Upacara tabuik terdiri dari serangkaian upacara yaitu: 1) upacara mengambil tanah; 2) upacara mengambil dan menebas batang pisang; 3) upacara mengarak jari-jari; 4) upacara mengarak sorban; 5) upacara tabuik naik pangkat; dan diakhiri dengan 6) upacara mengaraktabuik. Beberapa dari rangkaian upacara itu diiringi dengan gandang tambua, seperti pada upacara mengambil tanah, mengambil dan menebas batang pisang, mengarak sorban, mengarak jari-jari, dan prosesi menghoyak tabuik. (Cameron, ibid.).

Foto-foto yang disajikan di sini memperlihatkan cuplikan upacara tabuik pada dekade-dekade awal abad ke-20 di Pariaman. Foto-foto ini berasa dari beberapa koleksi Tropenmuseum di Amsterdam dan juga yang dibuat oleh seorang Belanda yang bernama J. Jongejans. Terlihat belum ada seliweran kabel listrik melintang jalan seperti sekarang yang menghalangi perarakan tabuik. Jumlah tabuik yang diarak mencapai tujuh buah. Terlihat betapa penuh sesaknya jalan utama di kota itu ketika tabuik diarak orang sebelum dibuang ke laut menjelang malam. Ribuan orang, besar-kecil, tua-muda, tumpah-ruah ke jalan seperti samuik tapangkua (semut tercangkul). Namun, sepertinya peserta perarakan tabuik didominasi oleh kaum lelaki. Barangkali kaum perempuan juga ikut, tapi hanya sekedar menyaksikan saja sambil menepi-nepi dari keramaian yang hiruk-pikuk itu. Sampai pertengahan abad ini boleh dikatakan ritual tabuik adalah pesta kaum lelaki. Ini masuk akal karena dimensi historis dan makna simbolisnya yang berhubungan dengan peperangan di zaman Bani Umayyah yang memang lebih banyak melibatkan kaum lelaki.

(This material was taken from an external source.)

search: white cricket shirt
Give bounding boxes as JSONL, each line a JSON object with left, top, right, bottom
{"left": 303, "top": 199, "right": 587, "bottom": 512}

Sekarang ritual tabuik masih tetap diadakan setiap tahun di Pariaman, tapi tidak lagi semeriah dulu. Kadang-kadang masyarakat kekurangan dana untuk membuat tabuik. Ada pula terdengar kritik dari golongan Islam puritan: bahwa ritual tabuik harus dihapuskan karena tidak sesuai dengan Islam. Sejak dulu orang-orang yang menganut agama secara puritan dan memakai paham kacamata kuda selalu ingkin pentang kamari bedo dan mengalami masalah dengan kebudayaan nenek moyangnya sendiri dan modernisme yang dibawa oleh kemajuan sains dan teknologi.


Sebagai bagian dari tradisi, biarkanlah pesta tabuik tetap hidup di Pariaman. Toh, karena tabuik pula Pariaman menjadi ramai, seperti terefleksi dalam sebait pantun dalam lagu Kim yang khas Pariaman itu: Pariaman tadanga langang /Dek tabuik makonyo rami / Tuan di rantau tadanga sanang / Baolah japuik badan kami..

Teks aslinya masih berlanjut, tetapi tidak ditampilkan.